Googles Chefetage hatte in den letzten Jahr einiges zum Thema Patente zu sagen: Vor allem Software-Patente seien unnötig, zumeist qualitativ minderwertig und würden der Innovation im Weg stehen. Letztlich würden sie nur dazu dienen, von Unternehmen, die selber nicht innovieren können, vor Gericht verwendet zu werden. Im krassen Gegensatz dazu steht allerdings die Tatsache, dass Google hart daran arbeitet, ein großes Patentportfolio aufzubauen. Wie hart, das zeigte Antonio Regalado kürzlich in einem Beitrag bei Technology Review auf.

Google

Patents Galore: Wie Google das eigene Portfolio vergrößert

Nach Angaben des US Patent and Trademark Office (USPTO) werden momentan täglich im Durchschnitt 10 Patente durch Google Erfinder angemeldet. Google scheint momentan einfach alles zu patentieren – von automatischen Autos bis zu auf Ballons basierenden Netzwerken. Zum Vergleich: 2003 wurden Google genau drei Patente zugesprochen. 2013 werden es nach bisherigen Schätzungen bis zu 1800.

Das Unternehmen ist offensichtlich darum bemüht, ein großes Patentarsenal aufzubauen. Dies tut es nicht nur durch eigene Erfindungen. Im letzten Jahr kaufte Google für 12,5 Milliarden Dollar das Unternehmen Motorola, und zwar mit einer einzigen Intention: Um sich das beeindruckende Patentportfolio einzuverleiben. Außerdem erwarb Google mehr als 1000 Patente von IBM. Nach eigenen Angaben kontrolliert das Unternehmen inzwischen mehr als 51.000 Patente.

Patente als Verteidigungsmittel

Aber wozu? Schließlich sagt Google selber, dass das Patentwesen kaputt ist und dringend einer Novellierung bedarf. Der Grund ist relativ simpel: Google muss sich gegen andere Unternehmen zur Wehr setzen können. In den letzten Jahren haben die Patentstreitigkeiten massiv zugenommen, und die resultierenden Urteile sind teilweise gewaltig – man denke nur an das Urteil im Verfahren Apple gegen Samsung.

Die Bemühungen Googles um das eigene Patentportfolio begannen 2007. Es ist kein Zufall, dass in diesem Jahr auch das iPhone erschien. Steve Jobs hatte nach einem 100-Millionen-Dollar-Verlust bezüglich des iPods erkannt, dass er seine Produkte schützen musste. Beim iPhone war quasi alles mittels eines Patents geschützt. Von Hardware-Elementen wie dem Homebutton bis hin zu Details der Software iOS. Und auch Google schien erkannt zu haben, dass man sich im Rahmen des geltenden Patentsystems schützen müsse.

Google gegen das Patentsystem

Offiziell spricht Google sich auch weiterhin gegen die momentane Form des Patentsystems aus.

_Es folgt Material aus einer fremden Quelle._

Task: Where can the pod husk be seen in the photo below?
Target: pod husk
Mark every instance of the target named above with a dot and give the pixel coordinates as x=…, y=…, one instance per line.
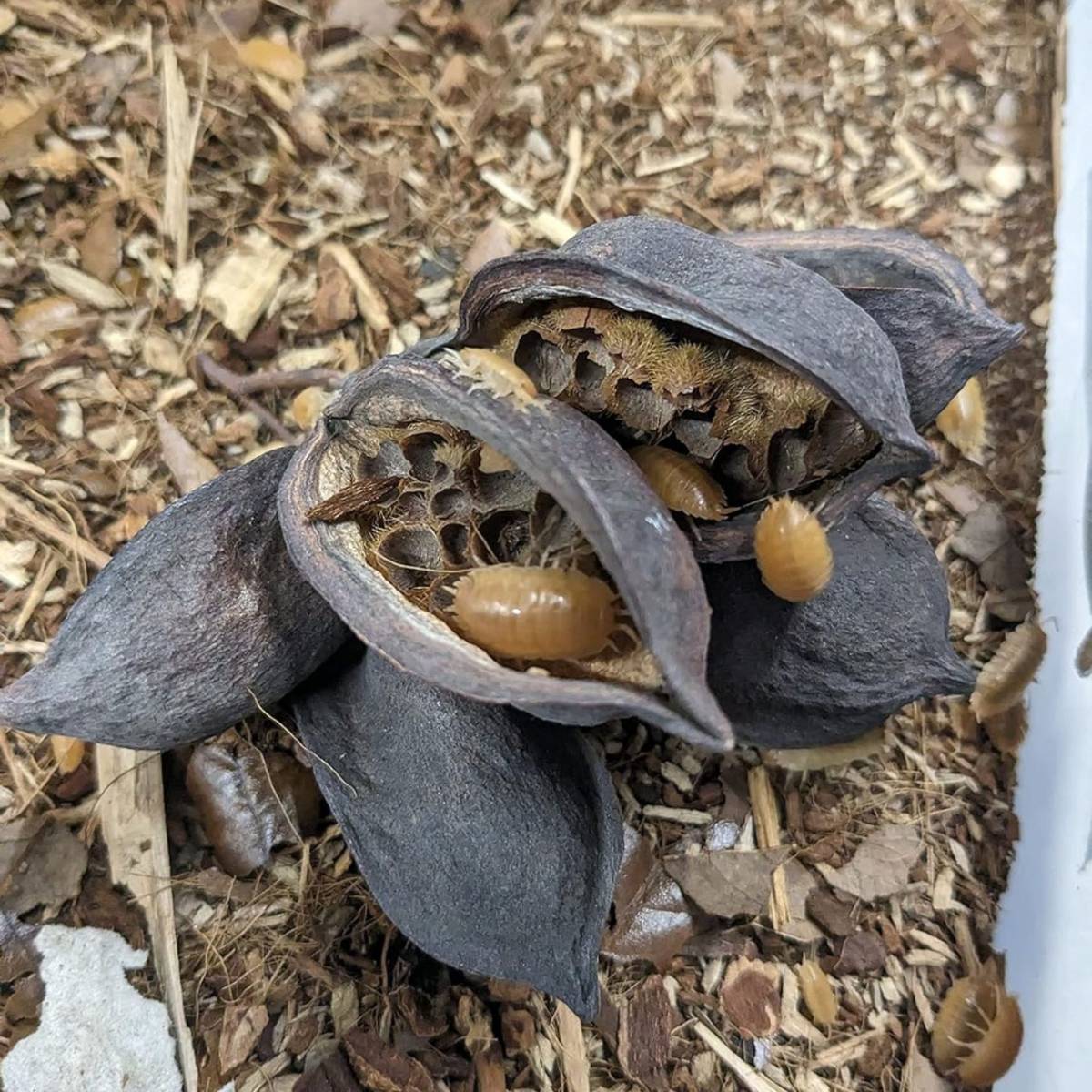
x=829, y=670
x=490, y=839
x=780, y=309
x=196, y=618
x=922, y=298
x=571, y=458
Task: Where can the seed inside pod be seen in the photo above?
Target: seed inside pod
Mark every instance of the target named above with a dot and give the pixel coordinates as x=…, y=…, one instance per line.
x=962, y=423
x=1006, y=677
x=978, y=1030
x=470, y=540
x=792, y=551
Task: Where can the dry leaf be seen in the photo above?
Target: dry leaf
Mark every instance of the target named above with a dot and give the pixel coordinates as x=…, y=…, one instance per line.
x=882, y=865
x=272, y=58
x=42, y=864
x=495, y=241
x=239, y=1033
x=372, y=19
x=383, y=1068
x=647, y=1020
x=101, y=246
x=751, y=997
x=187, y=465
x=727, y=883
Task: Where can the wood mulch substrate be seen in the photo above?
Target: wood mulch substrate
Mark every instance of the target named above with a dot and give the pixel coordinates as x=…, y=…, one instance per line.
x=341, y=187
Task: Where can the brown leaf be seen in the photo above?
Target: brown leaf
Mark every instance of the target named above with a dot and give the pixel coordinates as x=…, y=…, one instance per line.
x=42, y=864
x=986, y=540
x=381, y=1068
x=250, y=802
x=861, y=954
x=101, y=246
x=751, y=997
x=334, y=303
x=238, y=1036
x=495, y=241
x=652, y=918
x=727, y=883
x=374, y=19
x=187, y=465
x=882, y=865
x=834, y=915
x=647, y=1020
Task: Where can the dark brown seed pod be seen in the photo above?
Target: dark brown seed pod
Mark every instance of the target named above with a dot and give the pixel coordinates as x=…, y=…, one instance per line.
x=197, y=618
x=523, y=868
x=681, y=483
x=1003, y=682
x=791, y=321
x=389, y=593
x=978, y=1031
x=535, y=614
x=784, y=688
x=920, y=296
x=792, y=551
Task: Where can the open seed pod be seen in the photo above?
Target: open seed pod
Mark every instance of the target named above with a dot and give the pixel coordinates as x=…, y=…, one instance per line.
x=920, y=296
x=978, y=1030
x=491, y=839
x=430, y=472
x=756, y=369
x=194, y=622
x=831, y=669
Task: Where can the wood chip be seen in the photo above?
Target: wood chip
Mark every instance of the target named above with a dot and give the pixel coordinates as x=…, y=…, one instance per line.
x=82, y=287
x=244, y=283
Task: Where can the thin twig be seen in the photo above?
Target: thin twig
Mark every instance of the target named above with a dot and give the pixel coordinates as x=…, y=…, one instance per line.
x=228, y=379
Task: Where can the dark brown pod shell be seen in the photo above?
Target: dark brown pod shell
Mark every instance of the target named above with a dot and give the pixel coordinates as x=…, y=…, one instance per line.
x=791, y=316
x=250, y=801
x=491, y=839
x=827, y=671
x=922, y=298
x=569, y=458
x=196, y=620
x=978, y=1031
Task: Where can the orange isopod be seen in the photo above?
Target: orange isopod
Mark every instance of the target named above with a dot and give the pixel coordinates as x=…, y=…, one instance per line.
x=792, y=551
x=523, y=612
x=681, y=483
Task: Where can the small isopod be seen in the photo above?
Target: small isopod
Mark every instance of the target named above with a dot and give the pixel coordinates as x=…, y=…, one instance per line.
x=792, y=551
x=496, y=371
x=978, y=1030
x=962, y=423
x=523, y=612
x=1006, y=677
x=682, y=484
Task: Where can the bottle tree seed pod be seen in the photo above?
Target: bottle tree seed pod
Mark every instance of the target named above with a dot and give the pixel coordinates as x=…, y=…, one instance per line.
x=792, y=551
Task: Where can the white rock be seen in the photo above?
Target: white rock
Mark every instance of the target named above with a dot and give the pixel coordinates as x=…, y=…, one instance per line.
x=1005, y=178
x=97, y=1033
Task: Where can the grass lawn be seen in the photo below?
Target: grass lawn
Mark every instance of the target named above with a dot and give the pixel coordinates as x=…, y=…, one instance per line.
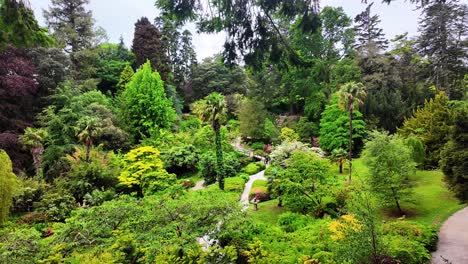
x=432, y=203
x=267, y=213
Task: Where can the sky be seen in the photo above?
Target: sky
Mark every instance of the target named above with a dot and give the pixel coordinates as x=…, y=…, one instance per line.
x=118, y=17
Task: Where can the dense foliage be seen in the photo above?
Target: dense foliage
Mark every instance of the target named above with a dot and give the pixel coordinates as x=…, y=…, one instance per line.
x=111, y=154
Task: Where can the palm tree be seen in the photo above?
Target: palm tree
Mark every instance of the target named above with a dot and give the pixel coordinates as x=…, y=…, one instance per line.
x=33, y=139
x=350, y=94
x=87, y=129
x=212, y=109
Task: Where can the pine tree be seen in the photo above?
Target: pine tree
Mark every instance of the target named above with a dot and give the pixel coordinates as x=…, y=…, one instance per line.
x=147, y=45
x=125, y=77
x=71, y=24
x=444, y=42
x=19, y=27
x=9, y=184
x=187, y=55
x=369, y=37
x=145, y=105
x=431, y=124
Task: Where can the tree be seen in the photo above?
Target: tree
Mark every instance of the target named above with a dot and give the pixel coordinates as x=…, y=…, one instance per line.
x=212, y=109
x=213, y=76
x=112, y=59
x=9, y=185
x=125, y=77
x=252, y=115
x=147, y=45
x=303, y=182
x=431, y=124
x=143, y=172
x=339, y=155
x=87, y=176
x=454, y=156
x=368, y=35
x=53, y=67
x=334, y=128
x=87, y=129
x=253, y=27
x=71, y=24
x=33, y=139
x=288, y=134
x=358, y=236
x=390, y=165
x=443, y=40
x=18, y=89
x=144, y=103
x=19, y=27
x=350, y=94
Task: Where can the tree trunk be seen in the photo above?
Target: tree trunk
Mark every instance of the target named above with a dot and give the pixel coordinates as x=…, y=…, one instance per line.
x=397, y=203
x=350, y=141
x=219, y=156
x=89, y=142
x=37, y=158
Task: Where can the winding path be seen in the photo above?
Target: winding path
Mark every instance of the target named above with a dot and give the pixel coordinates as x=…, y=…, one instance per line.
x=248, y=185
x=453, y=240
x=199, y=185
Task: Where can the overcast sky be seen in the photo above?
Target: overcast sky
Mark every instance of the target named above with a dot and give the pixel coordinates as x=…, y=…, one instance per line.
x=118, y=17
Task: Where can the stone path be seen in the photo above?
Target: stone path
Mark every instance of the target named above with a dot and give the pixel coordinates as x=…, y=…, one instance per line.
x=453, y=240
x=199, y=185
x=248, y=185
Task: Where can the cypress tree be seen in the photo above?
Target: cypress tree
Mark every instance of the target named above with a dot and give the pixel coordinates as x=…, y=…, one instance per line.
x=147, y=45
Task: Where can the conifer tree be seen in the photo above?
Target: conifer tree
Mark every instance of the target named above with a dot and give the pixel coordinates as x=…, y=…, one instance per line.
x=71, y=24
x=125, y=77
x=444, y=41
x=145, y=105
x=431, y=124
x=369, y=36
x=147, y=45
x=8, y=185
x=19, y=27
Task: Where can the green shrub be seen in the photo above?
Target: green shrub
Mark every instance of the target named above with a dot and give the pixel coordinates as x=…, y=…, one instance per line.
x=83, y=177
x=257, y=145
x=180, y=159
x=208, y=166
x=254, y=168
x=291, y=222
x=57, y=206
x=406, y=250
x=260, y=152
x=20, y=245
x=31, y=192
x=188, y=183
x=234, y=184
x=424, y=234
x=244, y=176
x=191, y=124
x=259, y=187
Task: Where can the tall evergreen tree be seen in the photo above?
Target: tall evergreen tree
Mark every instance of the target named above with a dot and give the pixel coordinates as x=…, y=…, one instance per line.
x=369, y=36
x=350, y=94
x=145, y=105
x=444, y=41
x=147, y=45
x=212, y=109
x=71, y=24
x=9, y=185
x=19, y=27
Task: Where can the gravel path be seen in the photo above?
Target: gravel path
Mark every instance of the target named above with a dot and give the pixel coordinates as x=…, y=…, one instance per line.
x=248, y=185
x=199, y=185
x=453, y=240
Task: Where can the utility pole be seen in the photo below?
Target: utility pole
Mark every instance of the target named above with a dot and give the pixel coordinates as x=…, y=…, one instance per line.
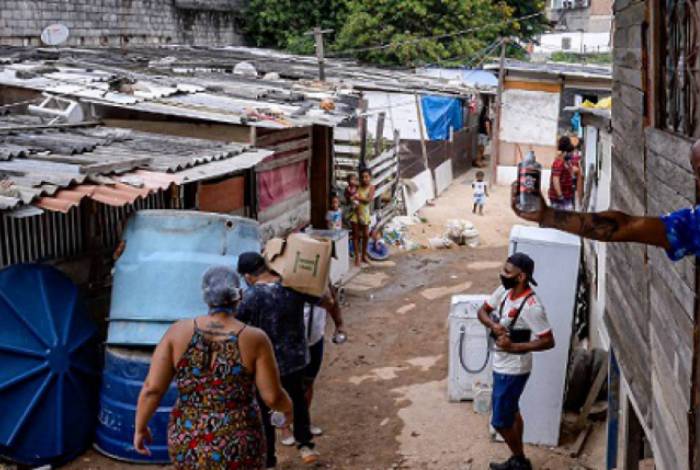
x=318, y=33
x=496, y=131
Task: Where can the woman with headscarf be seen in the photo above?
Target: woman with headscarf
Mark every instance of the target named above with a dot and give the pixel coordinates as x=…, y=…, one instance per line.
x=216, y=362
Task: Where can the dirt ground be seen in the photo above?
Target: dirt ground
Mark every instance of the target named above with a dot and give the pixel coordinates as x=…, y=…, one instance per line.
x=381, y=397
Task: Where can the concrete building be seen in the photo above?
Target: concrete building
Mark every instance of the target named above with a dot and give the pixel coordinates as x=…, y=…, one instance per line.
x=580, y=26
x=122, y=22
x=534, y=112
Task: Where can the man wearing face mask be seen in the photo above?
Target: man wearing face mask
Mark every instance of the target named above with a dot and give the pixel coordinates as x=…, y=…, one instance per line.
x=518, y=322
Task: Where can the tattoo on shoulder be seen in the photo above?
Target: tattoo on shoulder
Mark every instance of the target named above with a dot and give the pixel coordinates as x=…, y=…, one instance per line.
x=600, y=227
x=595, y=226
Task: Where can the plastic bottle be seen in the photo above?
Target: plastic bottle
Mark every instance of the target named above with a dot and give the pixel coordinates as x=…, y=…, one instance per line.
x=340, y=338
x=278, y=419
x=529, y=179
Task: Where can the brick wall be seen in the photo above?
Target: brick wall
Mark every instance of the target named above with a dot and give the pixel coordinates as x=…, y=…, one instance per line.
x=122, y=22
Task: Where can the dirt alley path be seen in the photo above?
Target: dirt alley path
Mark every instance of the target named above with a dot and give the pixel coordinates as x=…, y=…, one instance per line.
x=381, y=397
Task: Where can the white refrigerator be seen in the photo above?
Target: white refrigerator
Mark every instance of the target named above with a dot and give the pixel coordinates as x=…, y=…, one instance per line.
x=557, y=259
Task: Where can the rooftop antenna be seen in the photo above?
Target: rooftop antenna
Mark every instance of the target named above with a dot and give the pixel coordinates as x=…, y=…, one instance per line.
x=55, y=34
x=318, y=33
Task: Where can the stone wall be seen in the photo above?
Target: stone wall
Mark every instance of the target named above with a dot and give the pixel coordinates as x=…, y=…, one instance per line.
x=123, y=22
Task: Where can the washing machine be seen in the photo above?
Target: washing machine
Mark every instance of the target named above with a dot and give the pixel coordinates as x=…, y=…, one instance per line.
x=469, y=356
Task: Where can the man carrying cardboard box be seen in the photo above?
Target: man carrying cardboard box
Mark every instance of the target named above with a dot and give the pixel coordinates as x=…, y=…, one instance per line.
x=279, y=311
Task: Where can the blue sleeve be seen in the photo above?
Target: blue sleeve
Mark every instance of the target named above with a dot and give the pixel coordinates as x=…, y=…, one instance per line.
x=683, y=233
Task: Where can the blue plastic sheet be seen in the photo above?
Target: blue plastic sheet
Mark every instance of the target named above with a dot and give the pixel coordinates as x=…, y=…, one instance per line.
x=440, y=113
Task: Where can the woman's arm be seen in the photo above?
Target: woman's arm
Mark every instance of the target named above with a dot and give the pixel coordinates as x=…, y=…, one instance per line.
x=155, y=386
x=370, y=196
x=556, y=182
x=267, y=377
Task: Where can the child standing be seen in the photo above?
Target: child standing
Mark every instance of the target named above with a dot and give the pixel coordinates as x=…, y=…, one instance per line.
x=481, y=192
x=334, y=216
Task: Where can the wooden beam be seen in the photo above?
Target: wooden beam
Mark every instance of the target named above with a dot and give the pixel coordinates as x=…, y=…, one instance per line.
x=547, y=87
x=280, y=162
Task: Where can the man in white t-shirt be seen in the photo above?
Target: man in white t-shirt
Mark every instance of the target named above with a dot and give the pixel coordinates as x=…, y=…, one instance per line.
x=481, y=192
x=517, y=320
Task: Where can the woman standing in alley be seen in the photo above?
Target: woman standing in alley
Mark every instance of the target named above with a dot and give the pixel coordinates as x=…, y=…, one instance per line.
x=216, y=362
x=361, y=218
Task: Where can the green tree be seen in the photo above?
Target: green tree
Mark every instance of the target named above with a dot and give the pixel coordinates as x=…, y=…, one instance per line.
x=281, y=24
x=416, y=32
x=532, y=26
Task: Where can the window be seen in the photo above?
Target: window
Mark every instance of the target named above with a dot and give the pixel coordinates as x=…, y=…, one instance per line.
x=557, y=4
x=678, y=82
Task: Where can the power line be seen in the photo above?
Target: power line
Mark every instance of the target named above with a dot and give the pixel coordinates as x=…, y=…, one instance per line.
x=439, y=36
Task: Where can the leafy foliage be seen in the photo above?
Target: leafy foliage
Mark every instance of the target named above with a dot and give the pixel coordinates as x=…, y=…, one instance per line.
x=395, y=32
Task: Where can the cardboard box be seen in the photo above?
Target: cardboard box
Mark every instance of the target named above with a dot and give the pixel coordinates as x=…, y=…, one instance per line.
x=302, y=261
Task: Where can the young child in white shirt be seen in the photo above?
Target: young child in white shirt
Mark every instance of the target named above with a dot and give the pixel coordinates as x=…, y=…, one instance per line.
x=481, y=192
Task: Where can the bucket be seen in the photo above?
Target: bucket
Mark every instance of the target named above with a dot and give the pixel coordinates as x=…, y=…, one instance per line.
x=124, y=373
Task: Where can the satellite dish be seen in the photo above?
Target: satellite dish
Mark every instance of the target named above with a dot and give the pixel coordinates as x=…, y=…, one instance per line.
x=55, y=34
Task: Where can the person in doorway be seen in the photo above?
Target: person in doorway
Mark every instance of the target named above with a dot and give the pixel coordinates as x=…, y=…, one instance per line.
x=361, y=219
x=217, y=363
x=315, y=321
x=481, y=192
x=578, y=173
x=351, y=202
x=279, y=312
x=334, y=216
x=678, y=232
x=561, y=186
x=484, y=136
x=517, y=319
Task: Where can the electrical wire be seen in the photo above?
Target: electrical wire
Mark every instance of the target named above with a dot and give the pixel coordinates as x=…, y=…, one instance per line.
x=345, y=52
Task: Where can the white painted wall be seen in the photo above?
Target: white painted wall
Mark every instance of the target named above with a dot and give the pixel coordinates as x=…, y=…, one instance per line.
x=599, y=152
x=579, y=43
x=418, y=191
x=401, y=114
x=443, y=176
x=530, y=117
x=505, y=175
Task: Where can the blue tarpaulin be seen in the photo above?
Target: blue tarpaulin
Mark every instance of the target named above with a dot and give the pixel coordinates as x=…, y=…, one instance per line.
x=440, y=113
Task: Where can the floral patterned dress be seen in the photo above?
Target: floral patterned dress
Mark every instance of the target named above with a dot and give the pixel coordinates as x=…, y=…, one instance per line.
x=216, y=422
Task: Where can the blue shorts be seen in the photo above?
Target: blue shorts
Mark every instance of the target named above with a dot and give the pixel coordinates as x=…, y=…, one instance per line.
x=506, y=397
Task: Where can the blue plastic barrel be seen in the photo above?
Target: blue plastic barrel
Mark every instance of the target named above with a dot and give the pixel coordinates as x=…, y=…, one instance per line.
x=49, y=363
x=158, y=278
x=124, y=373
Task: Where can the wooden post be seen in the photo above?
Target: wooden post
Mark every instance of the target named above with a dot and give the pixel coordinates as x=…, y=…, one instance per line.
x=496, y=131
x=318, y=33
x=424, y=149
x=633, y=435
x=379, y=134
x=362, y=124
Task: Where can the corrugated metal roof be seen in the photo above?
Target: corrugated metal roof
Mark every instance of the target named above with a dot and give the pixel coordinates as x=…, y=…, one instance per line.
x=91, y=84
x=554, y=68
x=115, y=166
x=112, y=192
x=247, y=160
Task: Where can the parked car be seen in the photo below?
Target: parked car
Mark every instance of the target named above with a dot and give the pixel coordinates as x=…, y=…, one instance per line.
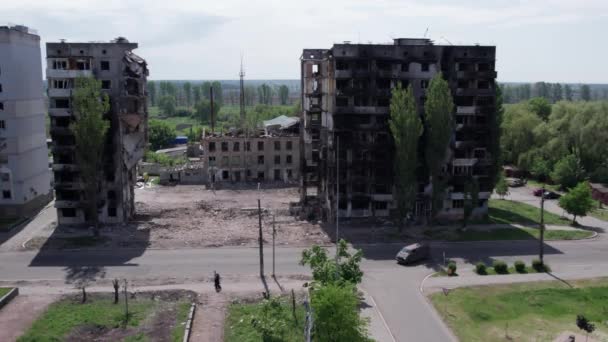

Für das Unternehmen kommt es aus mangelnder Innovation heraus zu Patentklagen. Als der erste wirkliche Smartphone-Kampf 2011 vor Gericht begann, sagte Googles damaliger CEO Eric Schmidt: „We have seen an explosion of Android devices entering the market and, because of our successes, competitors are responding with lawsuits as they cannot respond through innovations. I’m not too worried about this.

Google hat mehrfach zum Ausdruck gebracht, dass die mit dem Patentportfolio verfolgten Intentionen defensiv sind. Das Unternehmen unterstützt Reformpläne für das Patentsystem, die es deutlich erschweren würden, Patente auf Software zu gewinnen und vor Gericht zu nutzen. Man ging mit gutem Beispiel voran, als Google mehr als ein Dutzend Patente kostenfrei für Open Source Projekte zur Verfügung stellte und versprach, nicht zu klagen, außer man werde vorher angegriffen.

Googles Patente: Mehr Innovation oder aus den Umständen erwachsen?

Es stellt sich eine zentrale Frage: Bedeutet der massive Zuwachs an Patenten aus Googles Feder, dass das Unternehmen heute innovativer ist als vor 10 Jahren oder wurde man schlicht aus den Umständen, die das Patentsystem diktiert, gezwungen, ein solch beeindruckendes Portfolio aufzubauen?

Bisher hat Google sich in den Patentkämpfen tatsächlich recht defensiv verhalten. Die Klage gegen die Pushbenachrichtigungen bei iCloud-Mail in Deutschland wurde deutlich vor dem Kauf von Motorola durch Google erhoben, und daneben beschränkt das Unternehmen sich bisher weitestgehend darauf, sich gegen Patentklagen zu wehren. Zwar gibt es einige wenige Verfahren, in denen Google Patente aggressiv gegen andere Unternehmen eingesetzt hat (Stichwort Xbox), aber diese stehen in keinem Verhältnis zu der Macht, die in dem Portfolio des Unternehmens schlummert.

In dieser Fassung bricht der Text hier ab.